After Hoshayu, we biked on over (how Chinese of me!) to Mari’s International School of Beijing, all the while I am giggling about the countless near death experiences I encounter as I maneuver through the maniacal traffic. I loved biking over there. I sadly only biked on this day simply because Beijing is so sprawled out that in order to get anywhere, it just made more sense for Mr. Wong (their classy driver) to take us or for us to brave the standing adventures of the subway. In any event, we biked and I was happy. She showed me around her school some and then we went home, much exhausted from the jet lag which is why I will be ushering you on into…
Day 3: The Fabric Market and The Temple of Heaven
The pictures I have on top are all from this day. I fell in love with markets on this day as well. Instead of squinting at giant signs in the fluorescent glow of Walmart to try and find my goods in a limited variety extravaganza, in China one can simply go to the section of town for the product you are looking for. In this case, fabric. Mini streets with fabric stores on both sides, offering a multitude of far too affordable options, sending any fashion lover like myself into a sheer tizzy. Mari had suggested having clothes tailored for me since I would have to work for a week in order to have a shirt tailored for me in the States. Mari’s mom had a genius idea to make some clothes for my mission that I can wear in the real world as well in case of a bear mauling that leaves me unable to serve. I will spare you the details, but I hope to showcase these clothes to whomever is interested. They are gorgeous.
Also, I found myself even on Day 3 desperately wanting to know the language. I wanted to talk to these people! I wanted to talk to that girl in the 1st picture about why so many Chinese women love that caramel color hair! I wanted to haggle with the shopkeepers for the fabric I wanted! I found my mouth opening up, hoping for Mandarin to come pouring out, but all that touched my lips was my clumsy Wyoming drawl.

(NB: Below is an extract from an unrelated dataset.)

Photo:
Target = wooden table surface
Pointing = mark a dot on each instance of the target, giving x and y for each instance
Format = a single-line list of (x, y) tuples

After, we found ourselves at the Temple of Heaven, which was a gorgeous place full of intricate, ancient detail that existed in a time where my ancestors were probably herding sheep with tree branches and mucking around in filth. I could feel the age of that place! My eyes couldn’t peel themselves off the vibrant color everywhere. To be honest, I was so taken by the aesthetic beauty and the quiet magic of the place, that in typical Kendal fashion I failed to actually learn facts that might interest you about the place. I got better as the trip went on so I could have something to relate.
What I do know, is that it was a temple for emperors and in the center of the property, there was a circular area where supposedly you could speak towards one end and the sound would come around behind you. While it was by no means crowded (It was a 3 star place), there were enough people to prevent me from experimenting with it. I also discovered that if you stand and take a picture of yourself, a bunch of Chinese tourists will take a picture of you. Actually, they will take pictures of you no matter where you are, provided you are in a place less than 4 stars.
I was dizzied by the sounds, colors, smells, and staring people and will leave this ever so brief account as satisfactory for Day 3. If you have any questions, no matter how seemingly silly, please ask. I felt that all I ever did in China was ask questions.